介詞「把bǎ」によって目的語が動詞の前に出される構造で、語順は「[主語]+把+[目的語]+[述語動詞]」となる。例:我把他批評了。

  • 助動詞や「不/沒」などは通常「把」の前に置く。例:你應該把這本書借給他。/ 他沒把失敗當回事。
  • 受身文を形成する介詞「被、讓、叫」と併用される。
    • 「[主語]+被+[名詞]+把+[目的語]+[述語動詞]」のように述語動詞の目的語が「把」によって動詞の前に導かれて、「[主語]は[名詞]に[目的語]を[述語動詞]される」を意味する。「把」の目的語は「被」の前の主語の一部か主語と同一のものを指し、後者の場合は「把+[目的語]」を省略することもある。例:那個蝴蝶被小孩兒把翅膀弄碎了。/ 那個調皮鬼被我(把他)趕走了。
    • 「[主語]+讓+[名詞]+把+[目的語](+給)+[動詞]」の形で「[主語]は[名詞]に[目的語]を[動詞]される」を意味する。「給」は無くても意味は変わらない。例:他讓樹枝把衣服掛破了。
    • 「[主語]+叫+[名詞]+把+[目的語]+[述語動詞]」の形で「[主語]は[名詞]に[目的語]を[動詞]される」を意味する。例:鋼筆叫他把筆尖摔壞了。

「把」構文の意味

最も基本的でよく使われる「把」構文の意味は「目的語に対して処置を加える、その処置によって何らかの結果を生じさせる」ことであるが、他にも複数の意味がある。

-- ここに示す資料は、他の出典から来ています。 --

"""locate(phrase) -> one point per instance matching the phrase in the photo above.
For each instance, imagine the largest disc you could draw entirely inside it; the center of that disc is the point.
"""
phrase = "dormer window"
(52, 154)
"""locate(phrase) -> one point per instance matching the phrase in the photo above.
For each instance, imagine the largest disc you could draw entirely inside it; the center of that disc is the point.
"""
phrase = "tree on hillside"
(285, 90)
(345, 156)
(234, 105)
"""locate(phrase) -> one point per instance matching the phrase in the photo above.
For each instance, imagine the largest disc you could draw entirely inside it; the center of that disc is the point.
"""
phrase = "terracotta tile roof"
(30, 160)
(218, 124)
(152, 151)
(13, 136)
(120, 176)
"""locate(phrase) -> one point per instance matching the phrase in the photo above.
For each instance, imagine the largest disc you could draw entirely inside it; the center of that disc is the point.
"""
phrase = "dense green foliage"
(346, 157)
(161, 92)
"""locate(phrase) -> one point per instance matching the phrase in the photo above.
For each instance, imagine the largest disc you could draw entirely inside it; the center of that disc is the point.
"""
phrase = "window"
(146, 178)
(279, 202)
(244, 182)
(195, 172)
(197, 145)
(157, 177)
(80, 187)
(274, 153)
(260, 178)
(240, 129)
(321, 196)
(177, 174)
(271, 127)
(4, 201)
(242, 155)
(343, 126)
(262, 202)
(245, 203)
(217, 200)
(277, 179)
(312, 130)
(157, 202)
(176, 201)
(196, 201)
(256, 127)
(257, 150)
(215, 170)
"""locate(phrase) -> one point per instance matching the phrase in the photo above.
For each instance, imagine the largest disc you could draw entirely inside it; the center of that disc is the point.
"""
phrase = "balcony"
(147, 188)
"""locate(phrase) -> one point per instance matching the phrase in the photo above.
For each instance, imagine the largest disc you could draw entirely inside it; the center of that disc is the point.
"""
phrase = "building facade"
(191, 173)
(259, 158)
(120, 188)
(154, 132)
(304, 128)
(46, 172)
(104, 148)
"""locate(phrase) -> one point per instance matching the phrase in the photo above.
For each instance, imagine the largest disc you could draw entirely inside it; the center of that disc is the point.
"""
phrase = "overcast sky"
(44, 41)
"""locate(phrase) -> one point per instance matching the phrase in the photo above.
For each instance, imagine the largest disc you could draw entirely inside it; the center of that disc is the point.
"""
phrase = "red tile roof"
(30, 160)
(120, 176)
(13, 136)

  • 目的語に対して処置を加えることを強調する、またはその処置によって何らかの結果を生じさせることを示す。例:我把他批評了。/ 我把他的鼻子打出了血。/ 他把車開進大門口來了。
  • 目的語が表す場所での行動を表す。例:我把圖書館都找遍了。
  • 述語が「氣、急、忙、累、痛、樂、嚇、凍」などの動詞や形容詞とその結果を示す補語から構成されている場合、「結果として⋯⋯するようになる」という意味を示す。例:走了一天路,可把我累壞了。/ 把我凍得直哆嗦。
  • 望ましくない事態の発生を表す。述語に動詞「病、跑、死、飛」などを用いて、「把」の直後の名詞が述語の対象というよりも述語の主体である場合、話し手にとって思いどおりにならない事柄を述べる。例:偏偏把老李病了。
  • 「把」何かに対してまたは何かを相手にして「⋯⋯する」を意味する。例:我把他沒辦法。
  • 「我把你這個⋯⋯」の形で後ろに述語が現われない場合、相手に対する叱責やあきらめの気持ちを示す。例:我把你這個小淘氣鬼!

「把」構文の用法上の注意点

「把」構文は、処理や動作の結果としてどうなるのか(どうなったのか)を示す構文なので、「把」構文の述語動詞部分は動詞単独では終わらず、その後ろには結果を示す部分が続く。結果を示す部分には補語、動量詞、動詞の重複などが用いられる。また、「把」に導かれる目的語は、話し手と聞き手の双方にとって「特定のもの、既知のもの」でなければならない。

  • 「把」構文としての正否
    • O:他把車開進大門口來了。(「車を運転した」結果として「表門を入って来た」ことを示す)
    • X:*他把車開。(動詞単独なので、間違った使用例)
  • 「把」に導かれる目的語の正否
    • O:我把車票丟了。(どの「車票」であるのか文脈から特定できる)
    • O:我把這張車票丟了。(指示代詞を用いると、どの「車票」であるのか特定される)
    • X:*我把一張車票丟了。(不特定な「1つ」なので、間違った使用例)
  • 述語動詞部分のパターン
    1. 結果補語が用いられる。例:我把新買的手機弄壞了。
    2. 方向補語が用いられる。例:他把桌子上的東西收起來了。
    3. 様態補語が用いられる。例:他把衣服洗得很乾淨。
    4. 動量詞が用いられる。例:請把房間打掃一下。
    5. 目的語が用いられる。例:我把這個消息告訴了李先生。
    6. 動詞の重複が用いられる。例:請把那本書的內容給大家介紹介紹。
    7. アスペクト助詞「了」や「著」が用いられる。例:我把車票丟了。/ 你把這本書拿著!
    8. 「在⋯⋯」「成⋯⋯」「給⋯⋯」が用いられる。例:他把地圖掛在牆上了。/ 請你把這個句子翻譯成英文。/ 請把這本小說還給小玲。

感嘆文

驚きや強い感動を表す文。中国語では、感嘆文は文法形式としては存在せず、感嘆詞、語気助詞、イントネーションで感嘆を示す。「真」「多麼」などの副詞によって感嘆を示すことも多い。また、感嘆文を表記する場合は、文末の句点(。)の代わりに感嘆符(!)を用いることが多い。疑問の語気を帯びる場合は疑問符(?)を用いる。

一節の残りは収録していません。